Saturday, 28 January 2017
Approval of Obesity
Let me state here and now that I was once what was then generally known as a Fat Lump. At sixteen I was decidedly overweight and on only one occasion made the horrifyingly embarrassing mistake of getting on the `I Speak Your Weight’ machine at Charing Cross Station. The memory makes me shudder. It seemed to me that I was fighting flab for years and I often claimed that I could gain weight on a diet. I’m not sure now how true that latter contention was, but I do remember saying it. Once upon a time it simply was not a good thing to be fat and not so very long ago either. Thankfully I lost the weight dramatically, suddenly (long story not for today) and though I would like to say that from then on I never looked back that would also be untrue. I tend to gain weight very quickly and easily but these days I seem to have less trouble losing it. When I was still running school holiday courses for children as recently as 2006 I can recall being advised by those who knew best to remove an image of an overweight ten year old on our advertising leaflets because it `sent the wrong message’. I took the advice.

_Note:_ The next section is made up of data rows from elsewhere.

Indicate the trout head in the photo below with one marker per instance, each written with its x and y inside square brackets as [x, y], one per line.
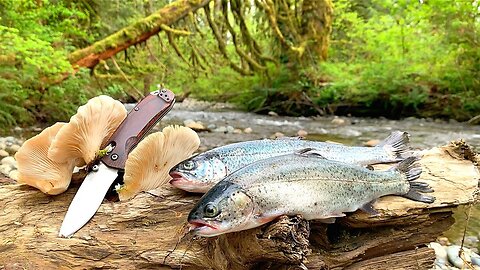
[199, 173]
[225, 208]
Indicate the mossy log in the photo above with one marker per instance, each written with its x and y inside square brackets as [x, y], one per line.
[134, 34]
[149, 230]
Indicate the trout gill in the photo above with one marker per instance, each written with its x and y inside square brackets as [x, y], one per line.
[302, 183]
[201, 172]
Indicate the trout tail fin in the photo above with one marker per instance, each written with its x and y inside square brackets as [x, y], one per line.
[412, 170]
[397, 145]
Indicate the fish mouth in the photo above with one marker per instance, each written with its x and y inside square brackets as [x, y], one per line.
[181, 181]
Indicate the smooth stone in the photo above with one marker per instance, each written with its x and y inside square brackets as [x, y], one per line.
[278, 135]
[338, 121]
[5, 169]
[371, 143]
[13, 174]
[3, 153]
[9, 161]
[302, 133]
[197, 126]
[221, 129]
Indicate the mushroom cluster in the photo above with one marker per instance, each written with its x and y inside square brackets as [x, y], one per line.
[148, 165]
[47, 160]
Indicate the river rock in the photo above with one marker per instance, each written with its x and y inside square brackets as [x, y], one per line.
[371, 143]
[338, 121]
[9, 161]
[248, 130]
[221, 129]
[278, 135]
[13, 174]
[230, 129]
[302, 133]
[195, 125]
[3, 153]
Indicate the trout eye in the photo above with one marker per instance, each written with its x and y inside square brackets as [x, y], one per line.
[210, 210]
[189, 165]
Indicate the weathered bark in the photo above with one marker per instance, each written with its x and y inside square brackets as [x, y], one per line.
[134, 34]
[146, 232]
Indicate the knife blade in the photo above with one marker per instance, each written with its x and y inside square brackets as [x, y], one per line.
[141, 119]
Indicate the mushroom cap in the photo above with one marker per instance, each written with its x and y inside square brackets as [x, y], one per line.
[92, 125]
[36, 169]
[148, 165]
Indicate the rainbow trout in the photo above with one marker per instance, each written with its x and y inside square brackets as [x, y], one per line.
[201, 172]
[302, 183]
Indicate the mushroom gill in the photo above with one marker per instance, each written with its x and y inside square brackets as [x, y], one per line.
[92, 125]
[36, 169]
[148, 165]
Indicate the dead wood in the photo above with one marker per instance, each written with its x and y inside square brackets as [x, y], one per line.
[149, 230]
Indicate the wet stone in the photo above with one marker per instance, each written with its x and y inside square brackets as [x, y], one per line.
[371, 143]
[302, 133]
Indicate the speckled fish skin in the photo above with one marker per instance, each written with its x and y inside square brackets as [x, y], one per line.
[304, 184]
[200, 173]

So it was with some scepticism that I began to take note of the Embrace Fatties trend that is firmly taking hold in this part of the globe – and I am sure elsewhere also. New Zealand is host to large numbers of large people of course and as every local schoolchild is aware, in some Pacific Island communities Big Is Beautiful. The Oldest Son reminded me quite recently that here in God’s Own Country, we long since ceased to argue about that. He said I would get used to the trend then he added that not so very long ago we all had to remember not to use the term Mongol and keep up with how we were now required to refer to African Americans. He further pointed out that excess weight is a disability like having no legs. Nevertheless the hasty manner in which we are being primed for not just Acceptance of the Obese, but Admiration also is a little too rapid for me. Overweight twelve year old boys waxing lyrical about healthy budget food cartons delivered to the family’s door pop up during commercial breaks on Prime Time TV, followed by travel ads fronted by larger than necessary young women cheerfully displaying their holiday wardrobe of huge and unflattering sundresses and the corpulent middle aged no longer make room for others on buses during rush hour travel. All of this headlong and reckless rush towards approval and approbation has been eclipsed for me this week, however, by an astonishing video clip on social media featuring a most unfortunately obese teenage ballet dancer. Even more bewildering are the comments made by one viewer after another, applauding, boosting and encouraging her. Maybe I’m simply becoming a crabby and cantankerous old crone – after all it would be true to say that I still grapple with same sex marriage so it could be that a confidently rotund teen proudly pirouetting will never get my vote.